She’d left Sava in her room. He’d grumbled when she’d accidentally woken him as she wiggled out of bed and kissed him on the temple with a “stay as long as you like, but I need to get ready for work.”

Now, he stumbled into the kitchen, yawning, hair mussed up and frizzy around his shoulders. He hovered over her for a second and, as soon as she nodded, slid right behind her, propping his chin on her head, wrapping his arm around her belly, and leaning like she was his favorite piece of furniture.

“Good morning,” she greeted, smiling into her cup and leaning into him.

“Hmm.”

“Not a morning person, are you?”

“Mm.”

She chuckled, but eventually her amusement faded into something more serious. “We should probably talk.”

“Mm?”

“Do we… should you… I don’t want you to have to slog through any nasty rumors.”

Sava snorted and hugged her tighter. “They’re already whispering. At least this way I get to say, ‘Yes, I am sleeping with that terrifying, adorable woman, so you can all shut your jealous mouths.’”

“Aren’t you technically my commanding officer? They might think you’re ordering me around.” She wrinkled her nose. “Assuming they haven’t met you.”

He kissed her temple. “No officers can order their subordinates in a civilian setting.

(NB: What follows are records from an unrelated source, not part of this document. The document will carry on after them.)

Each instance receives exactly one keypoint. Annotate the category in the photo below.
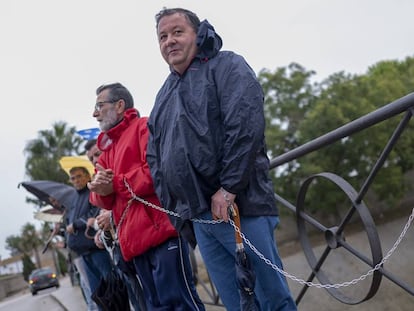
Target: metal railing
(334, 235)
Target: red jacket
(124, 151)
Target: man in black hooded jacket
(207, 152)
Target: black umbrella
(246, 277)
(51, 192)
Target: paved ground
(340, 266)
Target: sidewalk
(68, 296)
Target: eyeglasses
(99, 105)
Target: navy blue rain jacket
(207, 131)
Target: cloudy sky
(54, 53)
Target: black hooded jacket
(207, 131)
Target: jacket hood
(208, 41)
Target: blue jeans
(218, 248)
(97, 265)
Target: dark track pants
(166, 276)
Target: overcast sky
(55, 53)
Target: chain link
(272, 265)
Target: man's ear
(120, 106)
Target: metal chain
(272, 265)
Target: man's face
(79, 179)
(93, 154)
(105, 113)
(177, 40)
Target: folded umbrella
(245, 275)
(56, 194)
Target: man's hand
(102, 181)
(104, 220)
(70, 229)
(220, 202)
(97, 239)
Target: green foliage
(298, 111)
(28, 266)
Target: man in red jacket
(145, 234)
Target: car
(41, 279)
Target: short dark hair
(191, 17)
(89, 144)
(116, 92)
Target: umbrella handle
(234, 211)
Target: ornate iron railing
(334, 235)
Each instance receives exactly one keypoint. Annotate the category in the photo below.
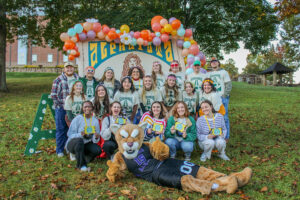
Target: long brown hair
(103, 78)
(175, 88)
(144, 88)
(73, 91)
(153, 73)
(161, 114)
(126, 63)
(97, 103)
(175, 113)
(179, 66)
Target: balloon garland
(163, 31)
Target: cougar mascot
(152, 163)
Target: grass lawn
(265, 135)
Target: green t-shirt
(127, 100)
(149, 98)
(170, 99)
(75, 105)
(191, 101)
(197, 79)
(90, 90)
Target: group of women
(176, 111)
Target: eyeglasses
(174, 64)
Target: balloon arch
(163, 31)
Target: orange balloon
(156, 19)
(176, 24)
(144, 34)
(71, 57)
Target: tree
(230, 67)
(17, 18)
(218, 24)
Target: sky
(241, 54)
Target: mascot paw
(243, 177)
(159, 149)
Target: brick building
(19, 54)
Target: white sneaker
(223, 156)
(60, 155)
(72, 157)
(203, 157)
(85, 169)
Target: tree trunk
(3, 86)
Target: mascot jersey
(165, 173)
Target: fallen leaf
(264, 189)
(126, 192)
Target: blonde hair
(103, 78)
(153, 87)
(175, 88)
(126, 67)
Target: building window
(50, 57)
(65, 58)
(34, 58)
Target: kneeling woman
(83, 136)
(156, 122)
(211, 131)
(115, 117)
(181, 131)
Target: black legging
(84, 153)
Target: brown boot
(243, 177)
(226, 183)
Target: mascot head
(129, 138)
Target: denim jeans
(61, 129)
(225, 101)
(174, 145)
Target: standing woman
(73, 103)
(101, 102)
(176, 69)
(190, 97)
(156, 122)
(128, 97)
(157, 74)
(208, 92)
(181, 131)
(83, 135)
(170, 93)
(148, 94)
(108, 80)
(211, 132)
(110, 144)
(137, 75)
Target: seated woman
(83, 136)
(209, 92)
(156, 122)
(158, 75)
(181, 131)
(128, 98)
(148, 94)
(137, 75)
(74, 101)
(211, 131)
(115, 117)
(111, 84)
(170, 93)
(190, 97)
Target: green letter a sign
(36, 133)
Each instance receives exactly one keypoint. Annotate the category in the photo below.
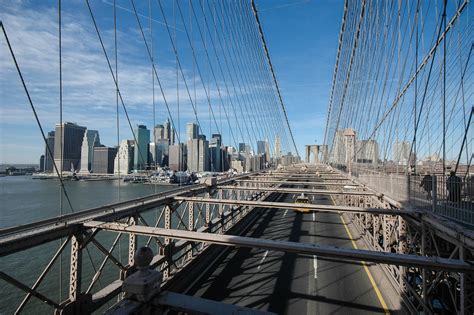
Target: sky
(301, 37)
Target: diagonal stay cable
(254, 8)
(35, 114)
(116, 83)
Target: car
(302, 199)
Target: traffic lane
(285, 282)
(245, 277)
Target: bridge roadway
(290, 283)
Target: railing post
(402, 248)
(167, 242)
(208, 210)
(77, 302)
(75, 276)
(190, 224)
(132, 242)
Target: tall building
(261, 147)
(203, 160)
(192, 131)
(48, 159)
(42, 163)
(216, 154)
(168, 132)
(140, 158)
(123, 161)
(177, 157)
(401, 152)
(216, 139)
(197, 151)
(367, 151)
(91, 139)
(103, 160)
(68, 142)
(158, 132)
(277, 147)
(343, 151)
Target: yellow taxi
(302, 199)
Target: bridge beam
(301, 190)
(295, 206)
(437, 263)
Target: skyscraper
(48, 159)
(401, 152)
(103, 160)
(216, 153)
(261, 147)
(158, 132)
(192, 131)
(123, 161)
(68, 142)
(168, 132)
(42, 163)
(367, 151)
(277, 147)
(140, 159)
(90, 140)
(177, 157)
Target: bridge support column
(132, 242)
(167, 242)
(77, 302)
(402, 249)
(190, 224)
(208, 210)
(75, 275)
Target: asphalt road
(288, 283)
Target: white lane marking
(263, 258)
(315, 265)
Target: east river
(25, 200)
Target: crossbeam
(306, 177)
(294, 183)
(294, 247)
(295, 206)
(300, 190)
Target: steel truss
(422, 255)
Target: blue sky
(301, 37)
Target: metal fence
(449, 196)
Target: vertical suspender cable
(254, 9)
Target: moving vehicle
(302, 199)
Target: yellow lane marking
(369, 275)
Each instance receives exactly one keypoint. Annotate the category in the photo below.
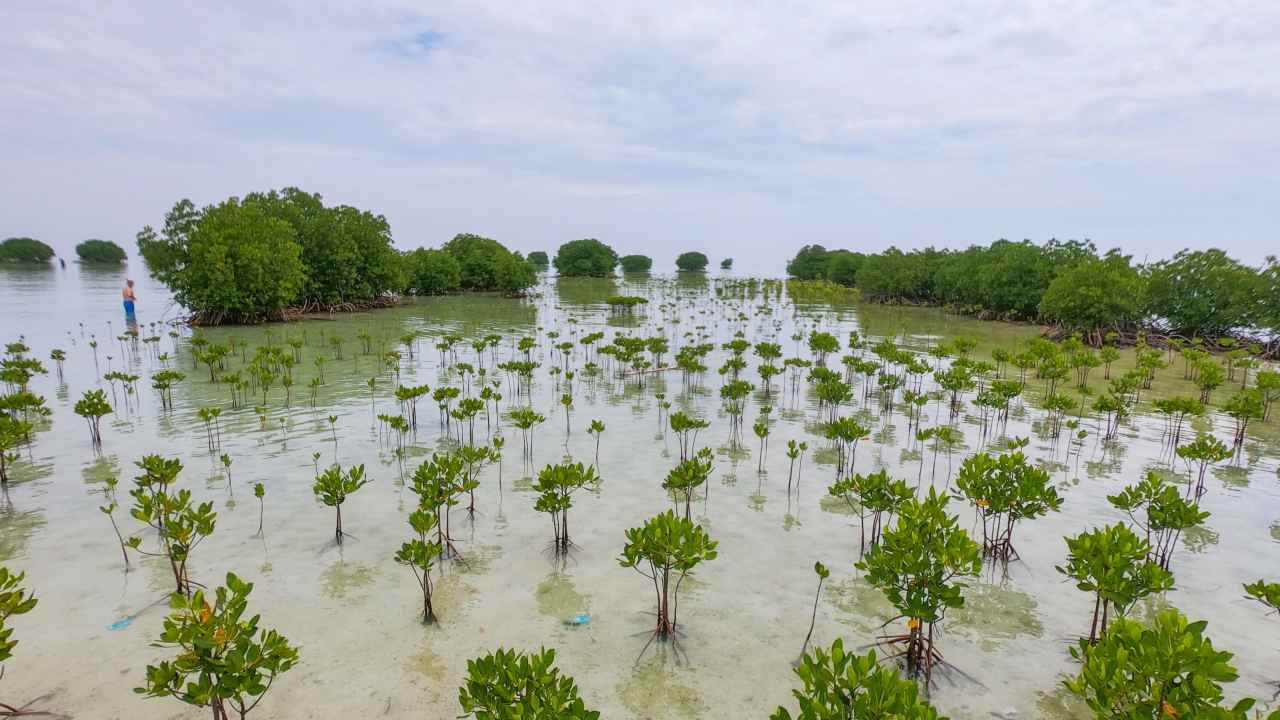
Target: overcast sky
(740, 128)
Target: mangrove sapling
(1166, 668)
(874, 495)
(666, 550)
(597, 428)
(419, 555)
(14, 600)
(686, 477)
(686, 428)
(1112, 564)
(1004, 490)
(438, 482)
(556, 486)
(813, 619)
(224, 661)
(917, 565)
(260, 493)
(1165, 514)
(508, 684)
(1205, 451)
(332, 488)
(845, 686)
(179, 524)
(92, 406)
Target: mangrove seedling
(1166, 669)
(1004, 490)
(225, 661)
(92, 406)
(1161, 511)
(813, 619)
(1112, 564)
(260, 493)
(917, 565)
(14, 600)
(1202, 452)
(873, 495)
(420, 552)
(179, 524)
(845, 686)
(597, 429)
(508, 684)
(666, 550)
(686, 477)
(333, 486)
(556, 486)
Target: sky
(741, 128)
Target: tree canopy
(691, 261)
(100, 251)
(586, 258)
(1096, 294)
(635, 263)
(24, 250)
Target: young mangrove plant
(260, 493)
(1112, 564)
(225, 662)
(508, 684)
(666, 550)
(795, 451)
(1004, 490)
(179, 524)
(1161, 511)
(92, 406)
(813, 619)
(1200, 455)
(686, 428)
(420, 554)
(1166, 668)
(873, 495)
(845, 686)
(14, 600)
(333, 486)
(918, 566)
(556, 486)
(597, 429)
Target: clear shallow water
(353, 611)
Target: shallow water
(355, 611)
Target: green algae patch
(653, 691)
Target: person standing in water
(128, 301)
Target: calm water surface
(355, 611)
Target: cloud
(735, 127)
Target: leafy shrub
(432, 272)
(231, 261)
(100, 251)
(585, 258)
(691, 261)
(24, 250)
(1169, 669)
(508, 686)
(487, 264)
(854, 686)
(635, 263)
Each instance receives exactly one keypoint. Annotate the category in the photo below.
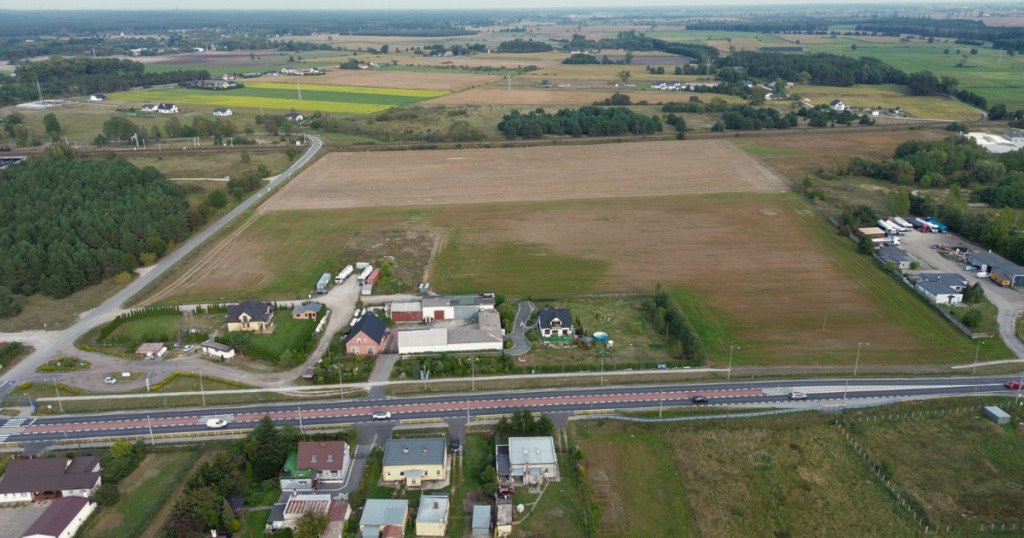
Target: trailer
(345, 273)
(942, 229)
(361, 279)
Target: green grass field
(142, 493)
(280, 96)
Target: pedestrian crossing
(10, 427)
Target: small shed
(996, 415)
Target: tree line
(585, 121)
(81, 76)
(68, 222)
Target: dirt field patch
(467, 176)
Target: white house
(942, 288)
(61, 519)
(215, 348)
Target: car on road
(216, 423)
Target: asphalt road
(111, 306)
(821, 392)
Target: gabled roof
(57, 516)
(322, 455)
(547, 315)
(257, 311)
(370, 325)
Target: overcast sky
(388, 4)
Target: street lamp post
(729, 374)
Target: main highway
(820, 392)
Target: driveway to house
(65, 340)
(1009, 301)
(519, 340)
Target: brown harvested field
(794, 155)
(556, 96)
(518, 174)
(397, 79)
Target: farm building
(215, 348)
(942, 288)
(415, 460)
(306, 312)
(61, 519)
(526, 461)
(431, 520)
(151, 349)
(1003, 272)
(892, 254)
(367, 336)
(487, 335)
(456, 306)
(250, 316)
(406, 312)
(556, 326)
(384, 519)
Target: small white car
(216, 423)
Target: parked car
(216, 423)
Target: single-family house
(1000, 270)
(941, 288)
(411, 312)
(61, 519)
(896, 255)
(415, 461)
(308, 311)
(481, 521)
(384, 519)
(431, 520)
(250, 316)
(40, 479)
(367, 336)
(526, 461)
(503, 518)
(215, 348)
(152, 349)
(555, 326)
(486, 335)
(328, 460)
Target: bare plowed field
(554, 96)
(395, 79)
(518, 174)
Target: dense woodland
(82, 76)
(585, 121)
(67, 222)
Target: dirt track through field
(521, 174)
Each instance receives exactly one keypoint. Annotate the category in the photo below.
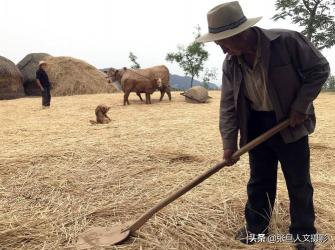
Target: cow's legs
(125, 98)
(168, 92)
(139, 95)
(162, 94)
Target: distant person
(44, 84)
(269, 75)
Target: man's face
(232, 45)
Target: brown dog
(101, 114)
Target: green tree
(315, 16)
(210, 74)
(133, 59)
(191, 58)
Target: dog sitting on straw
(101, 115)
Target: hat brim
(211, 37)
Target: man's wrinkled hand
(228, 157)
(297, 118)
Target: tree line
(316, 17)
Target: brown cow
(139, 86)
(157, 72)
(101, 115)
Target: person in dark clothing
(44, 84)
(268, 76)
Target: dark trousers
(46, 96)
(261, 189)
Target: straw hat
(226, 20)
(41, 63)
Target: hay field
(60, 175)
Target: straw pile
(59, 181)
(10, 80)
(28, 67)
(197, 94)
(70, 76)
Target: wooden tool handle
(172, 197)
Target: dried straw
(70, 76)
(60, 175)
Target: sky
(103, 32)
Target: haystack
(10, 80)
(28, 66)
(196, 94)
(70, 76)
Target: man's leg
(48, 97)
(44, 97)
(262, 184)
(295, 161)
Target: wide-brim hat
(226, 20)
(42, 62)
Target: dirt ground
(60, 175)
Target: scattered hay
(70, 76)
(10, 80)
(57, 182)
(28, 67)
(197, 94)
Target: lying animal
(101, 115)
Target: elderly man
(269, 75)
(44, 84)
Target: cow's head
(158, 82)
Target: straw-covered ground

Furthermore, officers cannot order any soldiers outside of their unit, company, or battalion unless it’s the heat of battle or they have permission from said soldiers’ commanding officer of equal or higher rank. So, if I wanted to boss you around, I’d have to ask Chaku.”

“Might want to ask Neta, too,” she offered.

“ You ask her. She scares me. I tried yelling at her for sending you to fight the archers and it did not end well.”

Khana laughed.

Sava adjusted his arms around her and buried his nose in her hair. “In all honesty, Khana, I would love to be able to… court you. Properly.”

She leaned against his chest, letting him rock her in a gentle sway. “Really?”

“Probably not while we’re marching,” he admitted. “You have a point that it could get messy. But when we’re in town?”

He was asking permission. Khana bit her lip. “I don’t know how Ghuran courtships work.”

“It’s different for each couple. Mostly they just spend time together, doing as they please, and if they don’t drive each other mad, go from there. Nothing formal, like I’ve heard other countries do.”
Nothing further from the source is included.